—Songe bien, dit la fée, que tu ne seras pas toujours heureux et glorieux; que tu seras un jour calomnié, méprisé peut-être, et qu'il te faudra, pour supporter cette cruelle épreuve, un courage plus grand encore, plus inébranlable et plus rare que celui que tu as montré jusqu'ici.
—Je le veux! dit Pierrot.
A ces mots, la bonne fée passa au doigt de Rosine, sans qu'elle s'en aperçût, un anneau magique constellé tout semblable à celui qu'elle avait autrefois donné à Pierrot.
—Vous voilà fiancés, dit-elle.
Puis, reprenant la main de Pierrot, en une seconde elle le fit transporter dans sa tente par les génies soumis à ses ordres.
Le lendemain, ce héros, regardant du haut du rempart le camp ennemi, vit se mouvoir toutes sortes de balistes, de béliers, de catapultes et d'autres machines de guerre que faisait apprêter Kabardantès. Cette vue l'inquiéta beaucoup. Il ne pouvait se dissimuler que ses soldats ne tiendraient pas en rase campagne contre la cavalerie tartare, et il voyait bien à ces préparatifs que le mur qui défendait l'armée ne résisterait pas longtemps. Cependant le mal était sans remède. Il fit amasser une grande quantité de bois, d'huile et de rochers, pour brûler ou écraser les assaillants, et proposa des prix pour les plus braves et les plus robustes de ses soldats. Jour et nuit on s'exerçait dans le camp à tirer de l'arc, à manier le sabre ou la hache. Enfin, après un mois d'attente, il vit que l'ennemi allait livrer un second assaut.

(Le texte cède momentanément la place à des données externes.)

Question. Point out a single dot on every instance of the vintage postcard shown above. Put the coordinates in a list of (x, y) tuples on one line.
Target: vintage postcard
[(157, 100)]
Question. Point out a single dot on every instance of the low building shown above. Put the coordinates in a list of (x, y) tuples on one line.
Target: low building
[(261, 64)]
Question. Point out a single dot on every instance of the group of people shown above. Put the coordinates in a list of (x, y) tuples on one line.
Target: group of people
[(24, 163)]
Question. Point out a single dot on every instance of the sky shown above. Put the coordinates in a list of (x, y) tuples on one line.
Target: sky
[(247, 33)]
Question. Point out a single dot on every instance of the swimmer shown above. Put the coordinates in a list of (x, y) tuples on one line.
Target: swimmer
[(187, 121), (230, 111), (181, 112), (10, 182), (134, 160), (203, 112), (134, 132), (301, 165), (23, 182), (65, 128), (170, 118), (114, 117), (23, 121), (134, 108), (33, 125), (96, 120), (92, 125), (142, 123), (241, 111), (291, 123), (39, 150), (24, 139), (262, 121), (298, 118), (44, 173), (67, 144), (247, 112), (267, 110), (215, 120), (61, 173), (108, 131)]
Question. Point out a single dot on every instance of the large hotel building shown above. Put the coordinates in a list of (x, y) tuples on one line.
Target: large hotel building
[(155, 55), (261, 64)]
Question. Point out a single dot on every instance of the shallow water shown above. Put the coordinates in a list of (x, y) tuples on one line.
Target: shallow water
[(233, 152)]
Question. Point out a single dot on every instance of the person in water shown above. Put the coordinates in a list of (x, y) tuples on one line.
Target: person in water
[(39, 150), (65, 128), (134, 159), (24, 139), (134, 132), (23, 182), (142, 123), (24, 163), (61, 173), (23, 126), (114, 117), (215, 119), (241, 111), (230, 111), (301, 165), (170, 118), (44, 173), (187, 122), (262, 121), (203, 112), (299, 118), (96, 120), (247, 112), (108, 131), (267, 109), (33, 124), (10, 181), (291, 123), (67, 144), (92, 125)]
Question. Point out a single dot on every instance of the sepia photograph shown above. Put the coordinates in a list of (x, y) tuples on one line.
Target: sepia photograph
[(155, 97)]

Un matin, toute l'armée tartare se mit en mouvement. Soixante chevaux traînaient une machine énorme dont je ne vous ferai pas le détail, parce que le vieil Alcofribas l'a négligé, mais que les ingénieurs de Kabardantès déclaraient capable d'enfoncer une montagne et de s'y frayer un chemin. Cette machine s'avança lentement jusqu'en face de la grande muraille chinoise. A ce moment, Kabardantès donna le signal: elle partit comme une flèche et alla s'enfoncer dans la muraille qui s'écroula avec un bruit terrible sur une largeur de plus de vingt pieds.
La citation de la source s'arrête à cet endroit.